Roughly 300 campers were enjoying fishing, horseback riding, boat rides and crafts Tuesday at KAMP Dovetail, the annual five-day, four-night summer camp that serves as the highlight of the year for most of the special needs youngsters who attend.
Linda Allen, the executive director of Supplemental Assistance to the Handicapped (SATH) and the camp’s director since its inception 35 years ago, proudly described the various activities that were taking place as she tooled around in a golf cart on a warm Tuesday afternoon at the Rocky Fork Lake campground area where the event is held.
Along with displaying her obvious love for the camp, Allen described various details and back stories of the campers, parents, volunteers, staff members and 25 or 30 dependable sponsors who make the camp an annual success story. The level of planning and detail necessary to pull off each year’s camp could well be called an annual miracle.
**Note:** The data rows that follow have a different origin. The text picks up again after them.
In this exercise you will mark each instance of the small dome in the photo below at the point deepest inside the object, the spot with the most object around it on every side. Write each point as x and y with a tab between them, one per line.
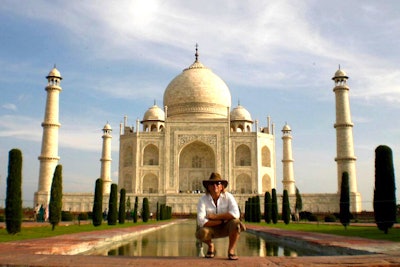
107	127
286	128
240	114
154	113
340	74
54	73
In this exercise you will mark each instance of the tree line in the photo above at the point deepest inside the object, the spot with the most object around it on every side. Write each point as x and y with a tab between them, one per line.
384	203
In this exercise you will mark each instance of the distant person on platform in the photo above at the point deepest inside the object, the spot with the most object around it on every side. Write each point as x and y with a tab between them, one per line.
218	216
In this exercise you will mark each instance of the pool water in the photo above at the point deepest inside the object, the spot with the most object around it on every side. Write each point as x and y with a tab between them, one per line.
178	240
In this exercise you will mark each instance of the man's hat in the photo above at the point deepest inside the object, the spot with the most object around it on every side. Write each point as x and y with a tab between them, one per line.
215	177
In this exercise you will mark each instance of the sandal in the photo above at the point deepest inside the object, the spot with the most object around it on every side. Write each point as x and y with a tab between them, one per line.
232	256
210	254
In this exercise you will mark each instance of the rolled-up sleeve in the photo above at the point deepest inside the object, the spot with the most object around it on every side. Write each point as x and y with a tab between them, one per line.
201	212
233	206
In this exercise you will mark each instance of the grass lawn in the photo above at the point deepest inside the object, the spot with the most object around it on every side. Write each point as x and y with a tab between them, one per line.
371	232
45	230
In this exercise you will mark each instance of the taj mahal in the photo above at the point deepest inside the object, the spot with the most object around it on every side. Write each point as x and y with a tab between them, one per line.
166	155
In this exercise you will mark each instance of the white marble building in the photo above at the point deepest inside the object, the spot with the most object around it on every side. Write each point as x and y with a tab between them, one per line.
167	154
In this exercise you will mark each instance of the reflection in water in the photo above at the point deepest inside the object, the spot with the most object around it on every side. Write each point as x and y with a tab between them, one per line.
179	240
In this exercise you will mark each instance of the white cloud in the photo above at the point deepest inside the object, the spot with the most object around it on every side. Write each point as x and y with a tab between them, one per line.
10	106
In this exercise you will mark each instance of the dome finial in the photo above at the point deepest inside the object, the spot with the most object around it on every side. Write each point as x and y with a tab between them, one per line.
197	53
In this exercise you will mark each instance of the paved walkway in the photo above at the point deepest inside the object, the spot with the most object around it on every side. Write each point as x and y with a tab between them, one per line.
60	250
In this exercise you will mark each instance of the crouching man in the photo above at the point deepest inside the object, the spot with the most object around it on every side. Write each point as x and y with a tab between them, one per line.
218	216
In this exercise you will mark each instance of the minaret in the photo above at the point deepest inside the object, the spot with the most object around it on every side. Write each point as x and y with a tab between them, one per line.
49	154
105	172
287	161
345	159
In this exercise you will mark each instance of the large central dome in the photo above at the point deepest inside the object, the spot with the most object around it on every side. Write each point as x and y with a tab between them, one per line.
197	92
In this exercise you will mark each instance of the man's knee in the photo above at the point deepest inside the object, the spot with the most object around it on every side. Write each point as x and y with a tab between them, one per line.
235	225
201	233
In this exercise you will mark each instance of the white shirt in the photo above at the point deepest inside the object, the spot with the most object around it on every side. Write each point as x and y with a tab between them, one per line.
225	203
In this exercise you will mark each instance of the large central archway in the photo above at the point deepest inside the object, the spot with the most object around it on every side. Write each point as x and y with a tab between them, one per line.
196	162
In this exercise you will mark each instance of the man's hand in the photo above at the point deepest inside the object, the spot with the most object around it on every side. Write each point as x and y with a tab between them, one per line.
212	216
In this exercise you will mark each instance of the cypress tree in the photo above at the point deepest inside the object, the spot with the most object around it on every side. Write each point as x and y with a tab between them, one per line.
55	205
258	209
267	207
121	211
128	207
274	206
298	205
145	210
285	207
158	212
135	209
112	206
13	209
345	200
98	203
250	208
385	188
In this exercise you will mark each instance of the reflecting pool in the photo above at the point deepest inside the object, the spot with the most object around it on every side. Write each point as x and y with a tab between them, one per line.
179	240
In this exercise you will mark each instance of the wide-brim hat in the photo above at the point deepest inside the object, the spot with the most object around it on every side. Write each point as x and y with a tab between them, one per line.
215	177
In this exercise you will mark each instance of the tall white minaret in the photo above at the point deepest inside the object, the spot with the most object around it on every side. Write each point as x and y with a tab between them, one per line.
49	154
346	161
287	161
105	172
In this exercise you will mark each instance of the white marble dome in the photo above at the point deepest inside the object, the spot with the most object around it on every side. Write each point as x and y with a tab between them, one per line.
197	92
239	113
154	113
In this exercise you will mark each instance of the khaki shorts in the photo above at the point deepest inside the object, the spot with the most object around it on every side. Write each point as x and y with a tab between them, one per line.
223	230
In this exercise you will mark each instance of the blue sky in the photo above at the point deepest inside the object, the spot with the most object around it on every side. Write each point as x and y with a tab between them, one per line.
277	57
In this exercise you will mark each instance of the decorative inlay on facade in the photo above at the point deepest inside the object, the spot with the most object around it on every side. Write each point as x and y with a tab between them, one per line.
183	139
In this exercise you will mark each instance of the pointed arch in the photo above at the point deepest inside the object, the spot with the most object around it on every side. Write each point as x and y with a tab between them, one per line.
265	157
128	156
243	156
196	162
243	184
150	184
150	155
266	183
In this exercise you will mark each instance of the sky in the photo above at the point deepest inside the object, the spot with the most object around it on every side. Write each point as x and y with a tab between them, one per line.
277	58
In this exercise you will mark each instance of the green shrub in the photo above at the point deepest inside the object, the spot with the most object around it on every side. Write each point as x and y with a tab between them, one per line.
330	218
83	216
313	218
66	216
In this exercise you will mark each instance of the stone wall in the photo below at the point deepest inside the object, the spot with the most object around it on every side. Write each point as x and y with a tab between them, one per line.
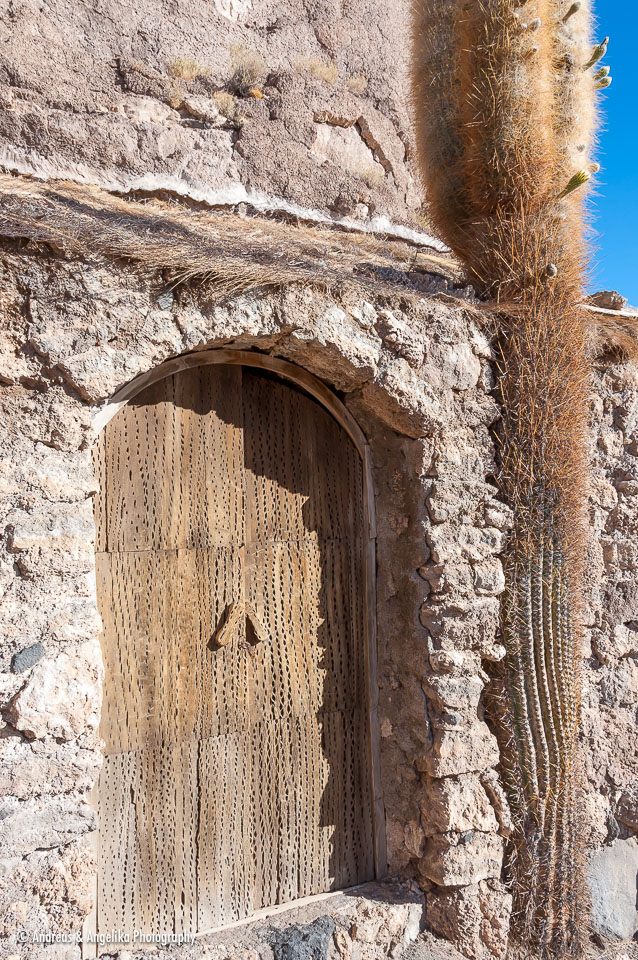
417	378
152	96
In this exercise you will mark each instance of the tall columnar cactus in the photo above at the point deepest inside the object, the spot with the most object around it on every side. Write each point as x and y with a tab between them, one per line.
504	96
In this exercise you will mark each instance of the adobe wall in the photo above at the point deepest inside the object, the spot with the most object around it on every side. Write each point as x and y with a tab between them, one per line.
418	383
93	92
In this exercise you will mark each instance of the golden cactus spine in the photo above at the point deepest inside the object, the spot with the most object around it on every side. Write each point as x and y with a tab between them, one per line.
504	97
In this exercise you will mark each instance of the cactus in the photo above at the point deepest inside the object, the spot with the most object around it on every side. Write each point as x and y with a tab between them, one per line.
504	119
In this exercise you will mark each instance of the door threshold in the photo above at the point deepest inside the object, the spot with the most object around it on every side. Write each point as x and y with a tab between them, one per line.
265	912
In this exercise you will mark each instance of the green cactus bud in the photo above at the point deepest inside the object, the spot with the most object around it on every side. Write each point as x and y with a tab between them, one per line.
597	53
576	181
575	7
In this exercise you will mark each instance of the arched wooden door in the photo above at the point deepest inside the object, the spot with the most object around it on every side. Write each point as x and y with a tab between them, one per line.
230	578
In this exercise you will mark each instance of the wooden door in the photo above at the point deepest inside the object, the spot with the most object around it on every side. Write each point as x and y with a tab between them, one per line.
230	552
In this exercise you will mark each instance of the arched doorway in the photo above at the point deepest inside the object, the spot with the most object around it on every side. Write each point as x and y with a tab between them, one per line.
233	532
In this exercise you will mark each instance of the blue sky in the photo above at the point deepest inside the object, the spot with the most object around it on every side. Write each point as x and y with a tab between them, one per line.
615	203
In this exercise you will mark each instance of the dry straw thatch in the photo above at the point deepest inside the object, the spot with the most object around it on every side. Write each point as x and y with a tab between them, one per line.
234	252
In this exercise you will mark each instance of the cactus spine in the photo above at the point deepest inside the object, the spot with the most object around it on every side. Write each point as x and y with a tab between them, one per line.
504	118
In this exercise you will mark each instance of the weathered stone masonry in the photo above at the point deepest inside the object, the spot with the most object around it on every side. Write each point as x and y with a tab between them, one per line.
418	383
417	377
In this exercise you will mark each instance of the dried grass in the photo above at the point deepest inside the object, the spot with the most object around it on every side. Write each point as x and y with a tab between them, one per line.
231	252
326	70
249	70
Allen joked about getting older and not having the energy or the ability to go without sleep for the weeklong marathon of events that she once had. But if there’s any drop off in vigor on Allen’s part, it’s hardly noticeable to the numerous campers, volunteers or staffers who approach her with questions or updates as she escorts a visitor around the campgrounds.
Still, Allen said that over the years, many duties she once had to perform herself have now been assumed by others through familiarity with the routine, and her praise and appreciation for those who take vacation time or put aside other life events to help with the camp is unending. Some volunteers are as young as 6 or 7, spending the week with a parent or older sibling who also volunteers and developing a lifelong habit of helping others.
But each year, Allen is the driving force behind making sure funds are raised, supplies are on hand and technical or legal issues are addressed.
Each year, the camp seems to unveil a new feature or upgrade. This year, Allen points to new cabin tents that replaced old army-style tents used in previous years. Many of the cabin tents include flooring to protect inhabitants from insects or unwanted furry visitors that are not uncommon in a wooded area. And their set-up time is much faster than the old tents.
Allen recounted deals that were made over the years for significant discounts on supplies or materials, telling story after story of companies or businesses offering 15 or 20 percent off, only to finally agree to as much as 50 percent off after persistent bargaining on her part.
The goal is to keep the camp affordable for the special needs youngsters who spend each year looking forward to the camp. Campers are charged just $40, but a considerable number of them are unable to afford even that, so funds are raised to provide subsidies to make sure no one is turned away for reasons of financial hardship.
This year’s camp theme is Candy Camp, and the activities and materials all display various candy-related motifs. In previous years, KAMP Dovetail has Gone Country, visited Hollywood, been through Training and Boot Camp, traveled Around the World, gotten our Game On, been Under the Sea and more.
The camp runs through Friday..
According to an official KAMP Dovetail description, each child who attends the camp “is teamed with their very own camp volunteer. You will notice that we used the word volunteer instead of counselor. That is because everyone at our camp is exactly that. A volunteer! None of the individuals at our camp are paid for their time. Each and every person is there solely for the purpose of ensuring that the campers enjoy their week at camp.”
The volunteer staff works year-round to secure donations of cash and supplies from area merchants and individuals.
“This combination of an all-volunteer staff and their year-long fundraising campaigns allows us to offer our camp at a fraction of the cost charged by other similar camps.”